A couple of weeks ago I was having a chat with a neighbour from my floor about reading before bed and I mentioned that I had a copy of Dracula and I had never read it and that it was the appropriate season for reading. I read the first chapter that night and thought maybe I would try and finish it before Hallowe'en. It is now November and I have not gotten back to it yet. But I probably should try to finish it before December at least.
 

Minor case in point - just read Alchemised by SenLinYu, which is a pretty solid entry at 1030 pages. And while it is lovingly written with some care, it very much betrays its roots as a massive online fanfiction saga (it started as Manacled, a Harry Potter Draco/Hermione story). It has no interest in brevity and luxuriates in repetitive grimdark romantasy. I’d have much preferred it as a novel if the author had kept it to about 300 pages; I don’t think the characterisation or plot would have suffered.
Interesting, I also have no interest in brevity.
 

Interesting, I also have no interest in brevity.
The whole discussion about book length - my personal stance is that it depends on the book, if it can hold my attention for 1000 pages that's great, but honestly that's rare and I do love a compact intense read - makes me think about what people say about modern attention spans. As in, we're all supposed to have tiny attention spans, but at the same time we can all scroll our phones for hours and this is a great era for 4-hour podcasts about alligators or whatever.

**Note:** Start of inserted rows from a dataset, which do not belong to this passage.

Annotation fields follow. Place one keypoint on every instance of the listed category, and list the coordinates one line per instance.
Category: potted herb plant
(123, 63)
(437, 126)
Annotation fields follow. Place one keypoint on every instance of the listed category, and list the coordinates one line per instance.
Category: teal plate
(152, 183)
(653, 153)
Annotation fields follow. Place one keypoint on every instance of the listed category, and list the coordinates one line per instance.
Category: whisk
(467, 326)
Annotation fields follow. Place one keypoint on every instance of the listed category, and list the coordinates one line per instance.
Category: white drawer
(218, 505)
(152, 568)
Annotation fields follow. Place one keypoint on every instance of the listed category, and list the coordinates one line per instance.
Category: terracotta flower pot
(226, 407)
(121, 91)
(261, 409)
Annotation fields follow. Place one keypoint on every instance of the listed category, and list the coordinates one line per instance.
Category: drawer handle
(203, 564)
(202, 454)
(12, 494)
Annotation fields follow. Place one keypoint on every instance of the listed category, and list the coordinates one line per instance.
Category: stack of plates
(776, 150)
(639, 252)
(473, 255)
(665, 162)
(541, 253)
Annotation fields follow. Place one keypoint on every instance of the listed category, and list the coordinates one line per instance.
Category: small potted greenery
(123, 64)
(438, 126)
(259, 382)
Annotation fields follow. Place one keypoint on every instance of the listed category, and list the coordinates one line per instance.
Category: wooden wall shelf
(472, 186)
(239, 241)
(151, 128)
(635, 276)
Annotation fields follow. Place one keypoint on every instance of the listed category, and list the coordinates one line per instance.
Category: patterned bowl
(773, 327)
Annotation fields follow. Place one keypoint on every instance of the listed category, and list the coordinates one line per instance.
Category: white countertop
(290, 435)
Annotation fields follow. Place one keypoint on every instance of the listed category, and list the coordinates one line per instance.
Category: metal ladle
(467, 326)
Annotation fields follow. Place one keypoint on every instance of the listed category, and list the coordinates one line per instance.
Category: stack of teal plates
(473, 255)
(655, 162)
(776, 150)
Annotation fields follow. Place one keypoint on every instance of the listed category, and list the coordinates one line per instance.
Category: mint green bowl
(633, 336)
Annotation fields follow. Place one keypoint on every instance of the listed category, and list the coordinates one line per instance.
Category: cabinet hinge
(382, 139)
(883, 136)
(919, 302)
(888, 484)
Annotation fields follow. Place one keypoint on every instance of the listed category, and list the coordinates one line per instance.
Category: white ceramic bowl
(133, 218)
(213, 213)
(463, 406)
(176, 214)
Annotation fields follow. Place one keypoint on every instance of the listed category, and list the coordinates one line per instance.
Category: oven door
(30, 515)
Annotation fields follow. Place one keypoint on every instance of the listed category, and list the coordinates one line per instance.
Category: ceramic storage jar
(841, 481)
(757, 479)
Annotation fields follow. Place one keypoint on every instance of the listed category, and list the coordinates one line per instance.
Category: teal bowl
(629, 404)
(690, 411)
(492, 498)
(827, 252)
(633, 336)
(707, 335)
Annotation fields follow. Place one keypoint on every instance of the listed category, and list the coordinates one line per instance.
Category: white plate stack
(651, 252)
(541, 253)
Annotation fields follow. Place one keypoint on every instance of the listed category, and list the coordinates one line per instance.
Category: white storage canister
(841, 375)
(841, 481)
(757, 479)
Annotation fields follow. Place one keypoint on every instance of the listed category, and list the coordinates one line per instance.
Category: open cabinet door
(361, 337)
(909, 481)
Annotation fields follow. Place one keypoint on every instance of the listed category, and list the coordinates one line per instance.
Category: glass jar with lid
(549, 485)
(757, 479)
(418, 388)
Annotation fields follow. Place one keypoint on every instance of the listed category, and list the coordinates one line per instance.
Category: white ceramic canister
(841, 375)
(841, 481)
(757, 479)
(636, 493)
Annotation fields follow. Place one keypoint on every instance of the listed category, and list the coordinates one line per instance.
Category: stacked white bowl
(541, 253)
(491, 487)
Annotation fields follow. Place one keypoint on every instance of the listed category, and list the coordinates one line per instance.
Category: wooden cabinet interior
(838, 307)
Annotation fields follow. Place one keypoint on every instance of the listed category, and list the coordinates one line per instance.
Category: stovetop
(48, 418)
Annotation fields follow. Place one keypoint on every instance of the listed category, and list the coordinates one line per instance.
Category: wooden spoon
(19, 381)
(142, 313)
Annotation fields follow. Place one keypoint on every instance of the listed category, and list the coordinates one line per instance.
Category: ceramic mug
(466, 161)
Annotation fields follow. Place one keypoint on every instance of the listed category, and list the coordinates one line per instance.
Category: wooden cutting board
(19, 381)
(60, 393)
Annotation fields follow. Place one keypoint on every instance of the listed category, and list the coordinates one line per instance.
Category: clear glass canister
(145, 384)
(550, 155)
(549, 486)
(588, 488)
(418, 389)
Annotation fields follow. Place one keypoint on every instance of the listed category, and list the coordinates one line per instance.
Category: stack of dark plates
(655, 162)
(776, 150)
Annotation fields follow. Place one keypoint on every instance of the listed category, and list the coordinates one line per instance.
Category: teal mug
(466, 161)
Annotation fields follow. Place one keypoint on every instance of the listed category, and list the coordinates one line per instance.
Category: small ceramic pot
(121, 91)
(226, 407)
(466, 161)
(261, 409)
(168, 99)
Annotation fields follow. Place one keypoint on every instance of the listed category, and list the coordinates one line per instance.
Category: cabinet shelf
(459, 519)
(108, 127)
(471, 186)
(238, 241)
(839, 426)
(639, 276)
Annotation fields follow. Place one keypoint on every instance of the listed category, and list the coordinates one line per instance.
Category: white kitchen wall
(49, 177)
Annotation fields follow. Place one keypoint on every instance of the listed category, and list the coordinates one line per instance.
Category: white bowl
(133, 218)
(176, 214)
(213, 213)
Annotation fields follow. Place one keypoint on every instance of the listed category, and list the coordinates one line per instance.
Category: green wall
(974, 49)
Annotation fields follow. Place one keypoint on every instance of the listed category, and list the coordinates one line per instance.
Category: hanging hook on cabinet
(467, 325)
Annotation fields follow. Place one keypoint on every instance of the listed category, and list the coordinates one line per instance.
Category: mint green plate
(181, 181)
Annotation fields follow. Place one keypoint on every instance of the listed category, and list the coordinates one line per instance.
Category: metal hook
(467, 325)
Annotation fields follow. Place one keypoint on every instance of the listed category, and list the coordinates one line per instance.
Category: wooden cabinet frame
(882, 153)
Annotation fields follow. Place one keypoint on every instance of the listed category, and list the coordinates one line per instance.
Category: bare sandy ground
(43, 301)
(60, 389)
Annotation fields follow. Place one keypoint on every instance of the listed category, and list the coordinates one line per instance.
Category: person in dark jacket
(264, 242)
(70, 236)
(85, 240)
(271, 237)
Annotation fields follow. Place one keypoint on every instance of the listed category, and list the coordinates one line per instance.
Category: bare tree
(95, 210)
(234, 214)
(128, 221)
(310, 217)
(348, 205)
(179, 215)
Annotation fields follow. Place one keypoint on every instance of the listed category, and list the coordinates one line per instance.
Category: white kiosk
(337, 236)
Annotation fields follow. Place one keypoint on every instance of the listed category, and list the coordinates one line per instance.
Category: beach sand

We probably read more than ever, because it's so accessible, there's so much content, and it's still the most efficient way of getting content into our brains (YMMV - I just get more out of reading per hour, even graphic novels/manga/manhua/etc, than I do out of video, audio, or games). Obviously, this depends on whether you're dyslexic or have other neurodiversity or sensory issues that affect how you consume media.
 

I love me some short novels, and I love me some long novels.

The Great Gatsby is near perfect, and it weighs in at under 200 pages. Frankenstein is one of the most impactful novels ever written, and it is similarly short. But Lord of the Rings is impossible at that length (though props to Ralph Bakshi for condensing it about as much as possible).

I can't say that I have a discernible taste. My two favourite 2025 novels thus far are James, which is short, and The Devils, which is long. Either it grabs me or it doesn't. I will say that I am more likely to persevere with a shorter novel, even if it isn't great.
 

The whole discussion about book length - my personal stance is that it depends on the book, if it can hold my attention for 1000 pages that's great, but honestly that's rare and I do love a compact intense read - makes me think about what people say about modern attention spans. As in, we're all supposed to have tiny attention spans, but at the same time we can all scroll our phones for hours and this is a great era for 4-hour podcasts about alligators or whatever.
A note for the length discussion. A Game of Thrones is 720 pages long. The unabridged audio book is 33 hours 46 minutes. A 4-hour podcast is equivalent to a short story. All the scrolling is equivalent to thousands of micro stories. They’re not equivalent to one big book.
We probably read more than ever, because it's so accessible, there's so much content, and it's still the most efficient way of getting content into our brains (YMMV - I just get more out of reading per hour, even graphic novels/manga/manhua/etc, than I do out of video, audio, or games). Obviously, this depends on whether you're dyslexic or have other neurodiversity or sensory issues that affect how you consume media.
Or whether you simply prefer one type of media over another. You don’t have to be neurodivergent to prefer video to books, for example.